Finally we merge the 1996-2014 and 2010-2020 files. For the 2010-2014 period, we keep the data from the second file. We also change the “0” flows values as unreported values.

Code
N_P_rhin_meuse_1996_2014[N_P_rhin_meuse_1996_2014==0] <- NA
N_P_rhin_meuse_2010_2020[N_P_rhin_meuse_2010_2020==0] <- NA

N_P_rhin_meuse <- 
  bind_rows(
    N_P_rhin_meuse_1996_2014 %>%
      filter(Year < 2010),
    N_P_rhin_meuse_2010_2020
  )

N_P_rhin_meuse <- N_P_rhin_meuse %>% distinct()

There is a mistake with the Plobsheim plant which is reported for the year “1899”. We remove this line (no data was reported anyway).

Code
N_P_rhin_meuse <- N_P_rhin_meuse %>% filter(Year >1995)
N_P_rhin_meuse_1996_2014 <- N_P_rhin_meuse_1996_2014 %>% filter(Year >1995)

Some WWTP have unreported capacities. For the most recent of them we are able to get their capacity from the sanitation portal data.

Code
#get the list of WWTP with unreported capacities
unreported_capacity <- N_P_rhin_meuse %>% filter(is.na(capacity))

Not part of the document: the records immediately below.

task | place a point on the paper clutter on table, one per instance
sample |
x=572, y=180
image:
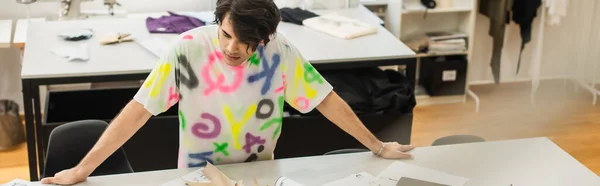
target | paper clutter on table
x=73, y=52
x=360, y=179
x=339, y=26
x=76, y=34
x=206, y=176
x=114, y=38
x=409, y=173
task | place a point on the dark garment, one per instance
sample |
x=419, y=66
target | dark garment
x=523, y=14
x=173, y=23
x=499, y=12
x=371, y=90
x=295, y=15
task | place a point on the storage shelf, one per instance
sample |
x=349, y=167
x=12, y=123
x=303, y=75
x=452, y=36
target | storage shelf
x=437, y=10
x=374, y=2
x=424, y=99
x=419, y=55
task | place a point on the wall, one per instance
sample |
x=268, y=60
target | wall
x=9, y=9
x=574, y=42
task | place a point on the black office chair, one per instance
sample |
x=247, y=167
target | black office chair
x=457, y=139
x=70, y=142
x=345, y=151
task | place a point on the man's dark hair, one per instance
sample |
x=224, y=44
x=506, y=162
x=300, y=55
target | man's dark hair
x=252, y=20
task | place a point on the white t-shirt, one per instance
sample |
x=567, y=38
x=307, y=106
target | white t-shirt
x=230, y=114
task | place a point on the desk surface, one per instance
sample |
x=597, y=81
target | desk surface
x=524, y=162
x=5, y=33
x=128, y=58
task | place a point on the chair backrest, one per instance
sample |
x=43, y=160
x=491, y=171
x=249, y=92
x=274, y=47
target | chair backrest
x=10, y=75
x=457, y=139
x=70, y=142
x=346, y=151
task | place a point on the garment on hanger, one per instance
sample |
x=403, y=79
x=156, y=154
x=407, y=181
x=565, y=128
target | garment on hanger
x=295, y=15
x=523, y=13
x=173, y=23
x=498, y=11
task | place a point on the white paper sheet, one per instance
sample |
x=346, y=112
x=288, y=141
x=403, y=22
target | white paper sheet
x=391, y=175
x=284, y=181
x=196, y=176
x=360, y=179
x=153, y=44
x=20, y=182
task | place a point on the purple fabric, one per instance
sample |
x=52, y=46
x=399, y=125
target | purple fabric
x=173, y=23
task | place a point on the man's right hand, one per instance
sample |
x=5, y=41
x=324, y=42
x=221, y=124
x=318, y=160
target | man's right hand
x=66, y=177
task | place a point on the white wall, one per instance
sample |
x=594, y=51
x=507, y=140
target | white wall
x=574, y=41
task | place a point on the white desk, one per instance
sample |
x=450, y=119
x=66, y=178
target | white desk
x=127, y=58
x=129, y=61
x=5, y=33
x=525, y=162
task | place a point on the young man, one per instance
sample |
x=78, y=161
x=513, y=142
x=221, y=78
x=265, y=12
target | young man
x=230, y=80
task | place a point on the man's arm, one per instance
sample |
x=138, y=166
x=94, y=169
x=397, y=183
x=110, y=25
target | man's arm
x=337, y=111
x=129, y=121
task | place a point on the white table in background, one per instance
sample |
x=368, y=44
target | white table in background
x=129, y=61
x=21, y=29
x=524, y=162
x=5, y=33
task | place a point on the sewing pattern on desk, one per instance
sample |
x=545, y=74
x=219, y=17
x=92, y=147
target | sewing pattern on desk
x=230, y=114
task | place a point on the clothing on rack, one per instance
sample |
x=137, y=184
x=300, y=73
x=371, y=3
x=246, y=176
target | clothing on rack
x=295, y=15
x=523, y=13
x=499, y=12
x=371, y=90
x=340, y=26
x=173, y=23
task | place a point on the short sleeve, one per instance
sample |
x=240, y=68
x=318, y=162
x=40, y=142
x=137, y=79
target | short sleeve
x=160, y=91
x=305, y=88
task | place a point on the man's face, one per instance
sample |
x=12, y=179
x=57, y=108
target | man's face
x=235, y=52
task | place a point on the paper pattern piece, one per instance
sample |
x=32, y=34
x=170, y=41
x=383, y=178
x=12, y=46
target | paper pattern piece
x=20, y=182
x=196, y=176
x=339, y=26
x=203, y=176
x=391, y=175
x=152, y=44
x=73, y=52
x=285, y=181
x=360, y=179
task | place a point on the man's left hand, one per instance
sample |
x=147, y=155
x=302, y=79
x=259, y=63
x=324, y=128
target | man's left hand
x=394, y=150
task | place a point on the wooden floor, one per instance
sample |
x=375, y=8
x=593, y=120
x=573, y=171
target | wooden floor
x=566, y=117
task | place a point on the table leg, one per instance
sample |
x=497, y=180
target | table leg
x=411, y=72
x=30, y=130
x=35, y=93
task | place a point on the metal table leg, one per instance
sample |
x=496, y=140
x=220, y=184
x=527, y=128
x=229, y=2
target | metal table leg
x=30, y=130
x=411, y=72
x=35, y=93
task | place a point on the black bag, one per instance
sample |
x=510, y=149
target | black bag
x=11, y=125
x=370, y=90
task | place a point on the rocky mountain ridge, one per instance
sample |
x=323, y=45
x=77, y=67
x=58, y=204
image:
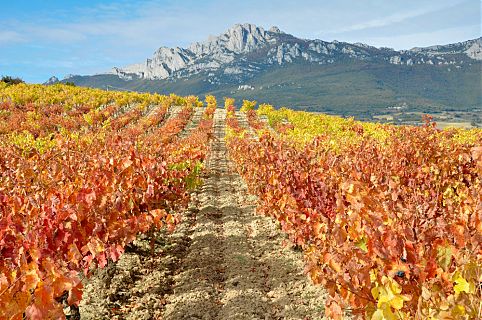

#get capacities from the sanitation portal
sanitation_portal_capacity <- read_csv("output_data/all_WWTP/all_WWTP_sanitation_portal.csv") %>%
  select(code_WWTP, capacity) %>%
  distinct()

#change value when possible
unreported_capacity <- left_join(
  unreported_capacity %>% rename(capacity_LB = capacity), 
  sanitation_portal_capacity %>% 
    select(code_WWTP, capacity), 
  by="code_WWTP"
) %>%
  select(-capacity_LB)

#we change the values in the main file.
N_P_rhin_meuse <- N_P_rhin_meuse %>% 
  filter(is.na(capacity)==F)

N_P_rhin_meuse <- bind_rows(
  N_P_rhin_meuse, unreported_capacity
)

In spite of this correction, there remains 46 stations without reported nominal capacity. But they represent a very small amount of the total and an very small port of the nutrient flows (below on the right for phosphorus, the almost indistinguishable area near 0).

Code
temp <- N_P_rhin_meuse %>%
  group_by(Year) %>%
  summarise(
    Pt_in = sum(Pt_in, na.rm=T)*365/10^6,
    nb_WWTP = n()
  )
temp2 <- unreported_capacity %>%
  filter(is.na(capacity)) %>%
  group_by(Year) %>%
  summarise(
    Pt_in = sum(Pt_in, na.rm=T)*365/10^6,
    nb_WWTP = n()
  )

plot_grid(
  ggplot(temp) +
    geom_line(aes(Year, nb_WWTP)) +
    geom_area(data = temp2, aes(Year, nb_WWTP)) +
    labs(
      x="", y="",
      subtitle = "nb of wastewater treatment plants",
      title = "Stations not reporting their nominal capacity",
      caption = "\n"
    ),
  ggplot(temp) +
    geom_line(aes(Year, Pt_in)) +
    geom_area(data = temp2, aes(Year, Pt_in)) +
    labs(
      x="", y="kt per year",
      subtitle = "in terms of incoming Pt flows",
      title = "",
      caption = Source
    ) +
    ylim(0, 3)
)

We create the capacity categories in terms of population equivalent.

Code
#function to create capacity categories
f_PE_bin_categories <- function(dataset){
  #Creating size categories
  dataset <- 
    dataset %>%
    mutate(
      PE_bin = case_when(
        capacity < 200 ~ "0 - 200 PE",
        (capacity >= 200) & (capacity <2000) ~ "200 - 2 000 PE",
        (capacity >= 2000) & (capacity <10000) ~ "2 000 - 10 000 PE",
        (capacity >= 10000) & (capacity <100000) ~ "10 000 - 100 000 PE",
        capacity >= 100000 ~ "> 100 000 PE",
        T ~ "unreported PE"
      )
    )
  
  #reorders treatment by their share of total capacity
  dataset$PE_bin <- 
    factor(
      dataset$PE_bin, 
      levels = 
        c("unreported PE",
          "0 - 200 PE", 
          "200 - 2 000 PE", 
          "2 000 - 10 000 PE",
          "10 000 - 100 000 PE", 
          "> 100 000 PE"
          )
        )
  return(dataset)
}
N_P_rhin_meuse <- f_PE_bin_categories(N_P_rhin_meuse)
N_P_rhin_meuse_1996_2014 <- f_PE_bin_categories(N_P_rhin_meuse_1996_2014)
N_P_rhin_meuse_2010_2020 <- f_PE_bin_categories(N_P_rhin_meuse_2010_2020)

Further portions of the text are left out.